– Ты явился очень кстати, – сказал он, усаживаясь по другую сторону стола. – Квартет Шафгоша играет сегодня вечером опус сто тридцать второй. Пойдешь, конечно?
Я понял, что он говорит о позднем произведении Бетховена, струнном квартете ля-минор.
– Коль скоро я уже здесь, – отвечал я, – то пойду. Приятно будет после долгого перерыва снова послушать лидийский лад, «Благодарственную молитву исцеленного».

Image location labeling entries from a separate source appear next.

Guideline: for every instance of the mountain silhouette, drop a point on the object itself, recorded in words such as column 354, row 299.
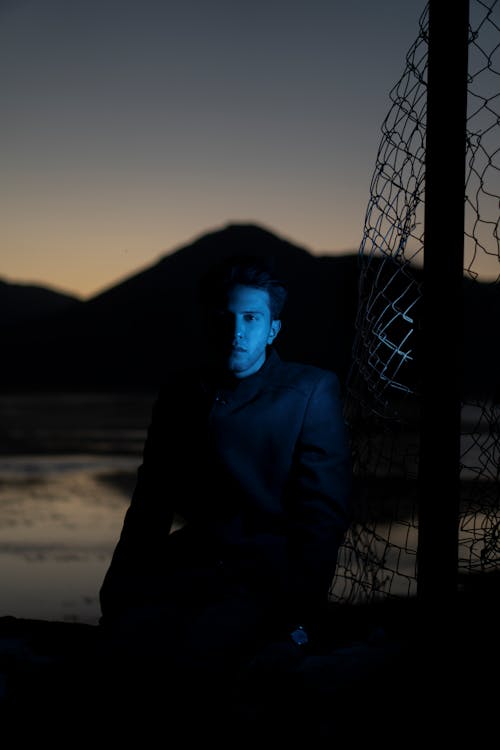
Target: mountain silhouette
column 129, row 336
column 27, row 302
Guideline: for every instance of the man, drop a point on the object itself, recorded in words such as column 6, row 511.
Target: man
column 242, row 498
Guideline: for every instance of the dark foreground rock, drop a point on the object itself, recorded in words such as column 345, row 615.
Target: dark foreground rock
column 372, row 669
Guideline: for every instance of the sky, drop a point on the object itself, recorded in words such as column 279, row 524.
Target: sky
column 130, row 128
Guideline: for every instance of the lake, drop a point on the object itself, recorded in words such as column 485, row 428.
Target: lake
column 68, row 463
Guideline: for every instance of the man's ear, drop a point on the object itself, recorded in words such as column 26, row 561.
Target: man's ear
column 275, row 329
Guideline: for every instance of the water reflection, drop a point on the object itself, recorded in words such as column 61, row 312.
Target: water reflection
column 60, row 517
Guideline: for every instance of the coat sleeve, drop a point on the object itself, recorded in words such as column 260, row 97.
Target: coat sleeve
column 321, row 487
column 147, row 523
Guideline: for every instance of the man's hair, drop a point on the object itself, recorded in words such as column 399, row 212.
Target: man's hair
column 246, row 271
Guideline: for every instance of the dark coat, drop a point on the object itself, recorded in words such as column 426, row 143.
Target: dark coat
column 258, row 470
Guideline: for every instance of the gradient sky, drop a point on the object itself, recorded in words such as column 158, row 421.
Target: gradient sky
column 129, row 128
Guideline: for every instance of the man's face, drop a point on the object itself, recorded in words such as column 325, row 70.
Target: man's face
column 244, row 329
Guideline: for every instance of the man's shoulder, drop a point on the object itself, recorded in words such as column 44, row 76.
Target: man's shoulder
column 293, row 373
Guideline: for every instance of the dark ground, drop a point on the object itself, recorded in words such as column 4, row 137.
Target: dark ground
column 394, row 670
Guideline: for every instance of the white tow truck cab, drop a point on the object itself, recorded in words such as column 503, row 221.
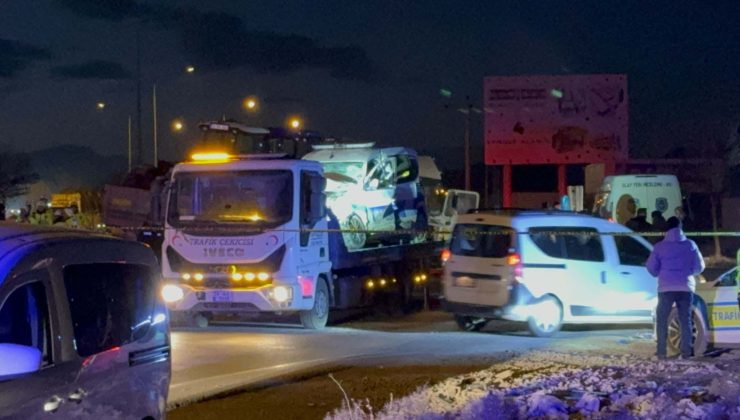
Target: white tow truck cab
column 235, row 240
column 252, row 234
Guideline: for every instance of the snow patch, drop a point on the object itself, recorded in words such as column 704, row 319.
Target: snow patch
column 558, row 385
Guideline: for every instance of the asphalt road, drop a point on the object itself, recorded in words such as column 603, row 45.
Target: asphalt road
column 227, row 357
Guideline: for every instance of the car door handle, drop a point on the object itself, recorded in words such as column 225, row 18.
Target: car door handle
column 53, row 404
column 77, row 395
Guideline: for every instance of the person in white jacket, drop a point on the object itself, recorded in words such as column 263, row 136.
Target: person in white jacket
column 675, row 261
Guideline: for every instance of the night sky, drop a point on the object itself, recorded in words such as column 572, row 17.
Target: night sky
column 367, row 70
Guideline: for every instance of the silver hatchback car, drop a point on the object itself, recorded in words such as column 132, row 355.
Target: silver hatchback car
column 83, row 330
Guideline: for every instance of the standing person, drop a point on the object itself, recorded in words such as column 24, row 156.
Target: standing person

– «Из кубка пью на всех пирах. В глазах сверкают слезы!» – продекламировал он и принялся рассуждать о церковных ладах, о «естественной», Птолемеевой музыкальной системе, шесть различных ладов которой сведены темперированным, то есть неправильным, строем к двум – мажору и минору, и о модуляционных преимуществах правильного звукоряда перед темперированным. Последний он назвал компромиссом для домашнего употребления, таким же, как темперированный клавир – кратковременное перемирие, длящееся менее ста пятидесяти лет, принесшее, правда, кое-какие немаловажные плоды, о да, весьма немаловажные, но все же не смеющее претендовать на вечность. Он выразил великое свое удовлетворение тем, что именно астроном и математик Клавдий Птолемей, уроженец Верхнего Египта и житель Александрии, составил лучшую из всех известных доныне гамм – естественную, или правильную. Это, сказал он, лишний раз подтверждает родство музыки и астрономии, установленное уже гармонической космологией Пифагора.
Время от времени он снова возвращался к квартету и его третьей части, своеобычной, как лунный пейзаж, невероятно трудной для исполнения.

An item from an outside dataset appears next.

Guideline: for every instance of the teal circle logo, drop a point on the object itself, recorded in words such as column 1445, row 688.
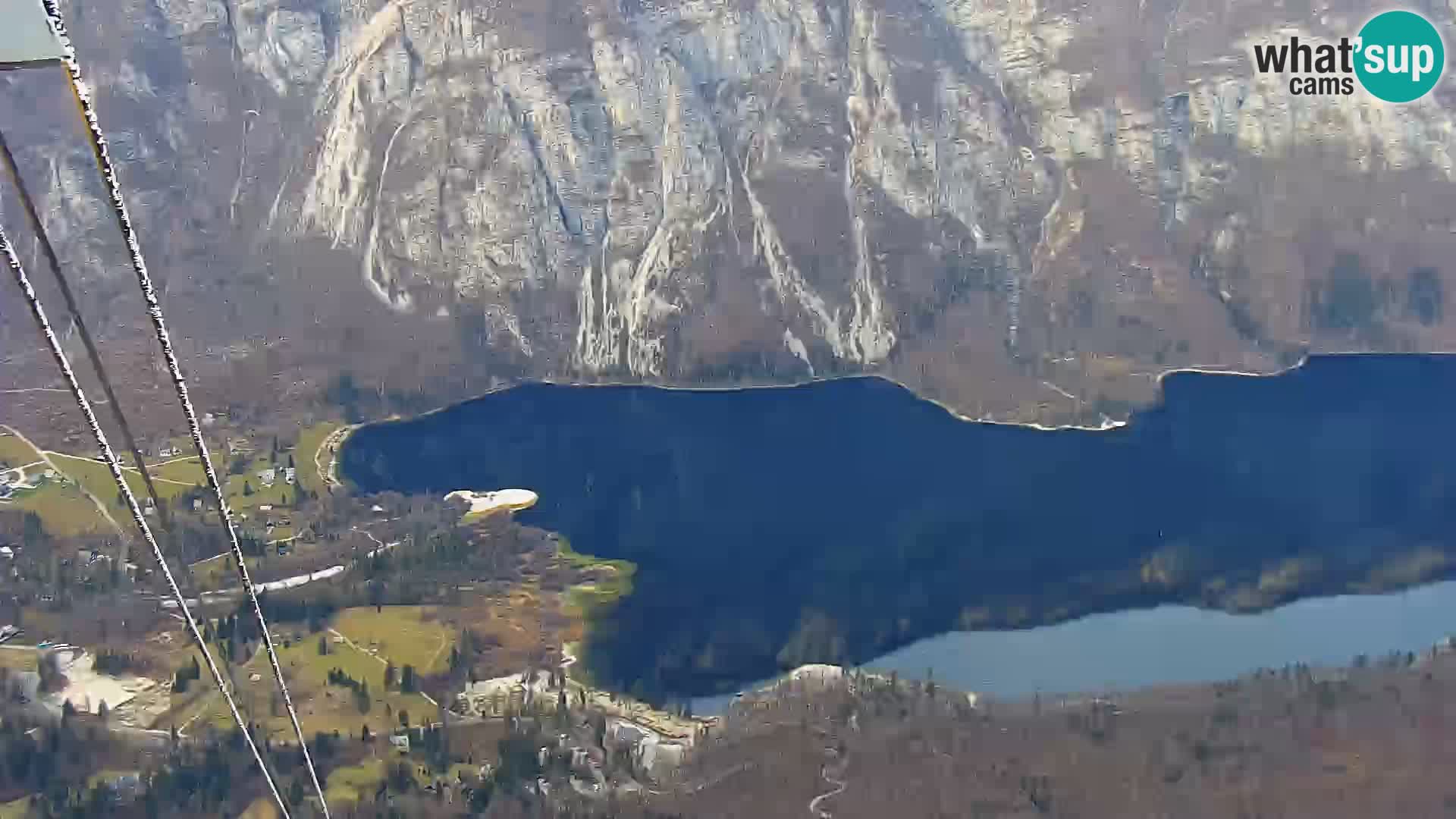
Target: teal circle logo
column 1400, row 55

– В сущности, – сказал он, – каждый из четырех должен быть другим Паганини и при этом знать не только свою партию, но и три остальные, иначе ничего не получится. На шафгошцев, слава Богу, можно положиться. Теперь такое сыграют, но это уже предел исполнительских возможностей, а в его времена и вовсе не поддавалось исполнению. Безжалостное равнодушие великого художника к земной технике – вот что здесь больше всего меня забавляет. «Какое мне дело до вашей проклятой скрипки!» – сказал он кому-то в ответ на жалобы.

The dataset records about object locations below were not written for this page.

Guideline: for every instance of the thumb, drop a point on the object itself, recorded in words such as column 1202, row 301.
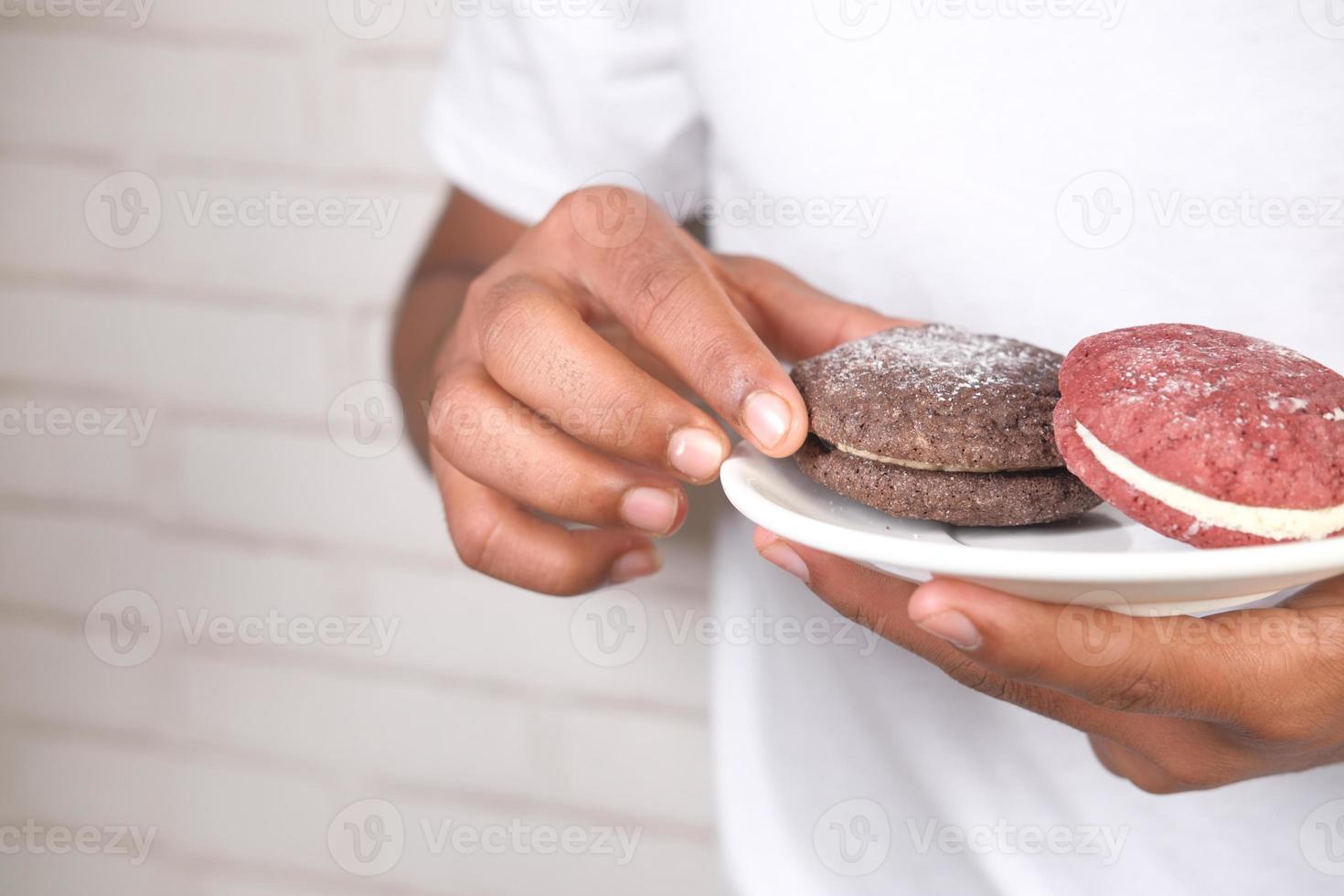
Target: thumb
column 794, row 317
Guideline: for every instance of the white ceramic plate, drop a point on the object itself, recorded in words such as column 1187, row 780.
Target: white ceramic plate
column 1104, row 559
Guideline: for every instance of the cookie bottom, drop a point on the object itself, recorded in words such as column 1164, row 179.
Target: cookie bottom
column 957, row 498
column 1138, row 506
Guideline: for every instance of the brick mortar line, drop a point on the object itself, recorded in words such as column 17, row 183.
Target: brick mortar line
column 131, row 286
column 262, row 543
column 116, row 32
column 397, row 675
column 99, row 160
column 22, row 726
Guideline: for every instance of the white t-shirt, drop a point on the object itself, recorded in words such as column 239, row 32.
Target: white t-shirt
column 1043, row 169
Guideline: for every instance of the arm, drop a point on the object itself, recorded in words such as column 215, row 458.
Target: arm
column 1172, row 704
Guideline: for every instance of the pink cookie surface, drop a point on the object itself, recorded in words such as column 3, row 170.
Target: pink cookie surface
column 1226, row 415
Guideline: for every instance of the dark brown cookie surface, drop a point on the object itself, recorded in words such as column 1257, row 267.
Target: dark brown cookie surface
column 960, row 498
column 937, row 395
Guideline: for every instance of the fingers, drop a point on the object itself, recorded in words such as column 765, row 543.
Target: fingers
column 661, row 289
column 1112, row 660
column 491, row 438
column 792, row 316
column 497, row 538
column 880, row 601
column 538, row 348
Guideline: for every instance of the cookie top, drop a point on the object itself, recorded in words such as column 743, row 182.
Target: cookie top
column 1226, row 415
column 937, row 397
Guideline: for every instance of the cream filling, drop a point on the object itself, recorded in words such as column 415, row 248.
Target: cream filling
column 912, row 465
column 1267, row 523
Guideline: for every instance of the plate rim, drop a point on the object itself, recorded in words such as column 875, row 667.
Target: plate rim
column 1217, row 564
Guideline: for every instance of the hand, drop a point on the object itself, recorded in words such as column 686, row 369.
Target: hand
column 1171, row 704
column 554, row 391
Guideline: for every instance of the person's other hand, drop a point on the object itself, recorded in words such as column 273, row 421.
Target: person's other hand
column 557, row 389
column 1172, row 704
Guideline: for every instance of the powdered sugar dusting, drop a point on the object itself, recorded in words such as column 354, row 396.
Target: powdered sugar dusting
column 938, row 360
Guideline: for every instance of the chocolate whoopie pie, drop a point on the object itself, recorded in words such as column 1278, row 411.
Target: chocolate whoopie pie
column 938, row 423
column 1212, row 438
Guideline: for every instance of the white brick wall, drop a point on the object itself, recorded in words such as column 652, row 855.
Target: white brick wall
column 240, row 507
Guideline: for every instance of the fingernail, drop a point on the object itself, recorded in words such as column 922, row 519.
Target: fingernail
column 786, row 559
column 636, row 564
column 952, row 626
column 649, row 509
column 768, row 418
column 695, row 453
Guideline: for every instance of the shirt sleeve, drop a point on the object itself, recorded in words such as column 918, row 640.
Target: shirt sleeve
column 528, row 108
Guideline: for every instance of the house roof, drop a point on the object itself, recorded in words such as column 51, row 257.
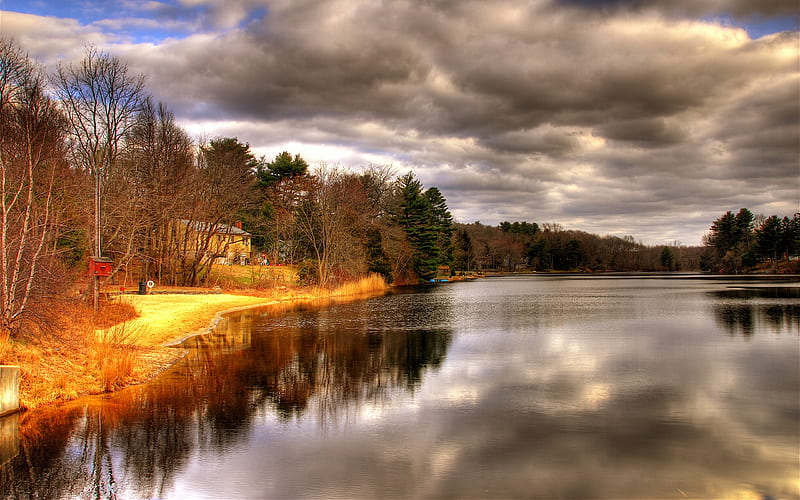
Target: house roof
column 219, row 228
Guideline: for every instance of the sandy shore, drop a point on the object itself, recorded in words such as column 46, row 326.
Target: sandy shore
column 169, row 318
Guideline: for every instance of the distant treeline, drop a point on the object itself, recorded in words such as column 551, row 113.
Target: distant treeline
column 742, row 242
column 735, row 243
column 517, row 246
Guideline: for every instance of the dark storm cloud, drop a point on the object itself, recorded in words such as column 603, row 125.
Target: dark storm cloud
column 539, row 110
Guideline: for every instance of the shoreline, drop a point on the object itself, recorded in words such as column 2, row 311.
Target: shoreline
column 138, row 350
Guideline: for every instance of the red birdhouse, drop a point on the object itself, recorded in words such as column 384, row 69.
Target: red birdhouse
column 101, row 266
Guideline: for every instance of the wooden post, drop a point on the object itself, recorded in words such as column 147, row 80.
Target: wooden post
column 9, row 389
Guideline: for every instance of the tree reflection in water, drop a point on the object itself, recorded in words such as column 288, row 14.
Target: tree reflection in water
column 742, row 311
column 267, row 360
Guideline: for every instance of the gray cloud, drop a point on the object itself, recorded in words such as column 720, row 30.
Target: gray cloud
column 602, row 116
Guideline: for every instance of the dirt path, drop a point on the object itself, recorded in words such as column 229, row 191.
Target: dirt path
column 168, row 318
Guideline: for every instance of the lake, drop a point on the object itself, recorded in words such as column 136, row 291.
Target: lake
column 535, row 386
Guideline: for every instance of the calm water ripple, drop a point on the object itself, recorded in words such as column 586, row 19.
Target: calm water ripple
column 515, row 387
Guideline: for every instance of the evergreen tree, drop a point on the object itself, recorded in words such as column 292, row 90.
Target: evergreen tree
column 427, row 223
column 284, row 166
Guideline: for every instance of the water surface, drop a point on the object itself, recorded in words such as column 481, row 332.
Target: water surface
column 515, row 387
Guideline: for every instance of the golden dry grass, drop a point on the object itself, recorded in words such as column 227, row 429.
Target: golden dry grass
column 127, row 342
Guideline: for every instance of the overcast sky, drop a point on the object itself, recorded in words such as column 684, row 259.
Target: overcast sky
column 624, row 117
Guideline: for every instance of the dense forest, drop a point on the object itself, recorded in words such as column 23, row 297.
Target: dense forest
column 93, row 166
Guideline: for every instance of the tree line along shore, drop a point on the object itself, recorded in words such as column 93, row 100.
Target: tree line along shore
column 102, row 190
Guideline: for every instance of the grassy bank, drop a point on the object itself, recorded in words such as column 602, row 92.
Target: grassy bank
column 126, row 342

Мы оба засмеялись – и странно было лишь то, что мы так и не поздоровались.
– Кстати, – сказал он, – есть еще и четвертая часть, несравненный финал с краткой маршевой интродукцией и тем гордым речитативом первой скрипки, который как нельзя лучше подводит к теме. Досадно, – а может быть, как раз и отрадно, – что в музыке, по крайней мере в этой музыке, есть вещи, которым в сфере языка при всем желании не подберешь точного эпитета или хотя бы комбинации эпитетов. Сколько дней я ни бился, а мне не удалось найти более точного определения духа, осанки, жеста этой темы. Да, да, в ней много жестикуляции. Трагически смелая? Упрямая, громоздкая, до величественного патетическая? Все не то. А сказать просто «прекрасная» – это, конечно, пошлая капитуляция. В конце концов приходится помириться на объективной формуле, на названии «Аллегро аппассионато» – и это еще самое лучшее.
Я согласился с ним.
– Может быть, – заметил я, однако, – вечером нам еще что-нибудь придет в голову.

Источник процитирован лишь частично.